Children of Time by Adrian Tchaikovskey

Children of TimeChildren of Time by Adrian Tchaikovsky

My rating: 1 of 5 stars


Jacket Blurb:  A race for survival among the stars... Humanity's last survivors escaped earth's ruins to find a new home. But when they find it, can their desperation overcome its dangers?

WHO WILL INHERIT THIS NEW EARTH?

The last remnants of the human race left a dying Earth, desperate to find a new home among the stars. Following in the footsteps of their ancestors, they discover the greatest treasure of the past age - a world terraformed and prepared for human life.

But all is not right in this new Eden. In the long years since the planet was abandoned, the work of its architects has borne disastrous fruit. The planet is not waiting for them, pristine and unoccupied. New masters have turned it from a refuge into mankind's worst nightmare.

Now two civilizations are on a collision course, both testing the boundaries of what they will do to survive. As the fate of humanity hangs in the balance, who are the true heirs of this new Earth?


September's book group selection.

DNF

Book started out with an interesting premise - the nanovirus meant to uplift monkey's on Kern's World didn't take into account invertebrates, and when the monkeys never made it to the surface of the terraformed world, the nanovirus went to work on the spiders and ants. Centuries pass and the spiders and ants evolve moving through the various phases of societal development.

I found that aspect very interesting - a failure to take into account on exactly what what the nanovirus would and wouldn't affect. The question begs to be asked, if the monkeys had made it to the planet, would the monkeys and spiders have evolved simultaneously?

Meanwhile, after centuries of traveling through space, arc ship Gligamesh is desperately looking for a place to call home. The green planet approaching has all the set criteria...except for the crazy AI in the satellite that's destroying all of Gligamesh probes and is threatening to blow the Gligamesh out of the sky. There's a ship mutiny which goes badly, and the Gligamesh moves on. They find a grey planet, covered in some kind of fungus,

It's a story about evolution on a planet and de-evolution on a generation ship.

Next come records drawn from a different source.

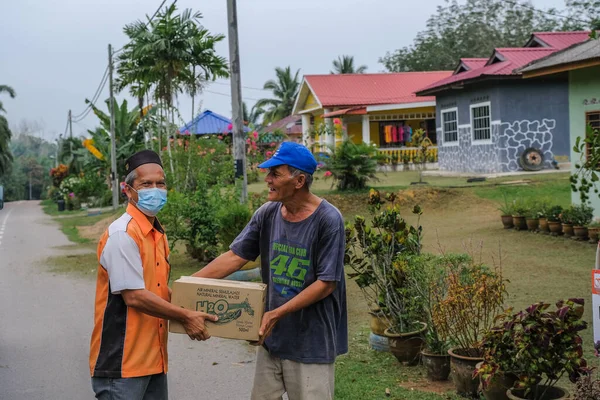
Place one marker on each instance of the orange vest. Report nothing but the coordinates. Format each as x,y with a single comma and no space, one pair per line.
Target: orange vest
126,342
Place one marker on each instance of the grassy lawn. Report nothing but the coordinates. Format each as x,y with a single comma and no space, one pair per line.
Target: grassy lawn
458,217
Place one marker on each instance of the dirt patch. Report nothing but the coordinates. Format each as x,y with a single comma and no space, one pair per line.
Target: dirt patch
93,232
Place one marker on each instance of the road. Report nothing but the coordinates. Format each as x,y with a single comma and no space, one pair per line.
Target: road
46,320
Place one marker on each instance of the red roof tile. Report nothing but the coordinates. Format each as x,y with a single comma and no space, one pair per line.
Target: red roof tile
473,63
282,125
370,89
562,40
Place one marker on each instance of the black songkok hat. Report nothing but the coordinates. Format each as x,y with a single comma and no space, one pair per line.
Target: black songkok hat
141,158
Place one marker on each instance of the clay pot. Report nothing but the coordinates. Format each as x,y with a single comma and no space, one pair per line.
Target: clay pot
438,365
555,228
568,230
379,323
496,389
532,224
406,347
593,233
520,223
507,221
554,393
581,232
544,226
462,372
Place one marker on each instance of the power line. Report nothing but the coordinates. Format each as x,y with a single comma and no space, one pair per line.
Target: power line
516,3
245,87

I made it halfway through the book and lost interest. Book group was really split on this selection; half enjoyed the book but did agree that it was a bit long. Half of us did not finish, citing it was too long and boring. The half that finished happily supplied the ending for those of us who gave up. I should also note - two of us really didn't like reading about giant spiders. ((shudder))

So, from a personal pov, I can't recommend this one, BUT...others did like it so this is one you might have to read and decide for yourself.